The tension beneath the surface is analogous to the heightened levels of volatility within small-cap companies, which has been hidden beneath a steadily appreciating broad equity market—our topic for this month’s commentary.

Looking at the equity scorecard, the S&P continues its march to new highs, now up 5.7% year-to-date and up 39.8% since the beginning of 2013. In addition, the NASDAQ closed within 2% of its highs last week.

On the volatility front, equity volatility remains subdued, with the VIX holding steady between 10 and 13 on a daily basis. While it appears like a simple case of equities up and volatility down, parts of the equity markets began to diverge recently.
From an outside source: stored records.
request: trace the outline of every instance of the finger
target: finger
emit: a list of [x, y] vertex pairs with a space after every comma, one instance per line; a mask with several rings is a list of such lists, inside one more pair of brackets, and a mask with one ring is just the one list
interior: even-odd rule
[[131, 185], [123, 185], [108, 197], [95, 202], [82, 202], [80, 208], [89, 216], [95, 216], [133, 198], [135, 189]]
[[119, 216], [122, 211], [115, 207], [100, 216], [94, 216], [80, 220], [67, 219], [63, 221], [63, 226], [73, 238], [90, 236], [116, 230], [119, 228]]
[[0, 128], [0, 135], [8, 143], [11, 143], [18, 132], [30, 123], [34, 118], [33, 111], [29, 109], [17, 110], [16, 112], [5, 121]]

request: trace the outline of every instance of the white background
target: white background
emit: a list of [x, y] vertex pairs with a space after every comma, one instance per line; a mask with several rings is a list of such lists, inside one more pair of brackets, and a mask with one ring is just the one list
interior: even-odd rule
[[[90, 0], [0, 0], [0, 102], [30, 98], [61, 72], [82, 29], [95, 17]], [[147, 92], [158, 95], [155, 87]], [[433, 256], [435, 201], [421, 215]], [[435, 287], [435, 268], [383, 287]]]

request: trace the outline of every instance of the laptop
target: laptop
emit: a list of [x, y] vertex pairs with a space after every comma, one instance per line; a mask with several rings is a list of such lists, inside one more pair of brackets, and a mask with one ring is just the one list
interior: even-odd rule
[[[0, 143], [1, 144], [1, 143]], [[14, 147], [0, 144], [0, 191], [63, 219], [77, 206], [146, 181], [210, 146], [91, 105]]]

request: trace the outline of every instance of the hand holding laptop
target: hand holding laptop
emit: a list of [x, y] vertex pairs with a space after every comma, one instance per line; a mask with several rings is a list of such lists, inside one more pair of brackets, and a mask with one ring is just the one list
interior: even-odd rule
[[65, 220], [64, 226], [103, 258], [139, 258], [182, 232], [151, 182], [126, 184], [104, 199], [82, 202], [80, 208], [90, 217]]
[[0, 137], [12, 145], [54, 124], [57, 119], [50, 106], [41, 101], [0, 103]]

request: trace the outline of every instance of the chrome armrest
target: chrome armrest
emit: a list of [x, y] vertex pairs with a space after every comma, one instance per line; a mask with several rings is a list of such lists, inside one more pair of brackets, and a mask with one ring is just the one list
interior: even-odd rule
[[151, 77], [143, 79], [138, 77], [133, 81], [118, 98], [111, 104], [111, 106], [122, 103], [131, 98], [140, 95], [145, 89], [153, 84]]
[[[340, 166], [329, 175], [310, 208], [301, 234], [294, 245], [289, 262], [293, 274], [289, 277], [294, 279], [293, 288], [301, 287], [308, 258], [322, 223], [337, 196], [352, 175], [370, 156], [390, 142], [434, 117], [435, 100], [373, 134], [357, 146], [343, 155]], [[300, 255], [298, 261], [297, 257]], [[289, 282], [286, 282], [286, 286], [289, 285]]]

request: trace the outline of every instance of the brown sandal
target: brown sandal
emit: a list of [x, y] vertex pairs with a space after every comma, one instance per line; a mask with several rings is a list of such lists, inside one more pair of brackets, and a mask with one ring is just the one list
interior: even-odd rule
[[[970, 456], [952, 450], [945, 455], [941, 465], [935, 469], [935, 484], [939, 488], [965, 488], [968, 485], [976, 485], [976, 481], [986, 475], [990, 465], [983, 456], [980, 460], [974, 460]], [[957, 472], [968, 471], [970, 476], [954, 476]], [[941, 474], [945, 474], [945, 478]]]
Higher-risk equities, specifically small caps, high P/E technology and high P/E biotech stocks sold off significantly versus the S&P 500 starting in early March. 

A likely catalyst for the move down was negative earnings announcements from market darlings like LinkedIn and Tesla, which led to strong downside pressure on the frothiest equity names.

From March 1st through May 30th the performance of IWM (an ETF that tracks the Russell 2000 Index), was -3.72% while the S&P 500 returned +3.89%. However, peak to trough, the total divergence was closer to 8.5% (see chart 1 below).

Underperformance of this magnitude is quite interesting and fairly rare. The only occurrence of this significance in the past 10 years was in August 2011. Interestingly enough, the VIX was at 40 in August 2011 versus 12 today!

While one could argue that the small/large cap divergence was ripe for a reversion to the mean given small-cap outperformance in 2013, the speed at which this correction took place is most remarkable. 

From an options perspective, this dislocation caused many market participants to scramble to buy put protection on their technology and small cap portfolios.

The increased demand for protection caused option prices in certain ETFs (IWM and QQQ, for example) to increase dramatically while S&P Index option prices barely budged. Chart one below demonstrates where these options traded relative to the historical IWM/SPY volatility relationship.

Click to enlarge

Over the past five years, the ratio of IWM implied volatility to SPY implied volatility (IWM/SPY) has averaged roughly 1.34x. In March of 2014, this ratio reached 1.65x. While this difference in ratios seems small on the surface, we see that this is about four standard deviations from the normal relationship and remains quite stretched today (See chart 2 , bottom right).

Click to enlarge

The potential opportunity created was two-fold.

First, someone could simply buy IWM and sell SPY looking for this relationship to reverse. As long as the investor was comfortable being long small-cap beta and short large-cap beta.

More interesting to us is the potential opportunity in the options market. The option price divergences (exhibited via implied volatility) highlighted above created a pair trade opportunity to sell IWM volatility (which would profit from a decline in elevated volatility) and purchase SPX volatility (which would profit from a rise in SPX volatility from subdued levels)

In conclusion, though there seems to be complacency as broad equities make all-time highs, underneath the surface, it has been much more turbulent than the naked eye would see. Not unlike the unrest in Brazil that simmered beneath the glow of the 2014 World Cup, the equity markets could be signaling reason for caution.

For options and volatility traders, this turbulence might just create interesting trade opportunities.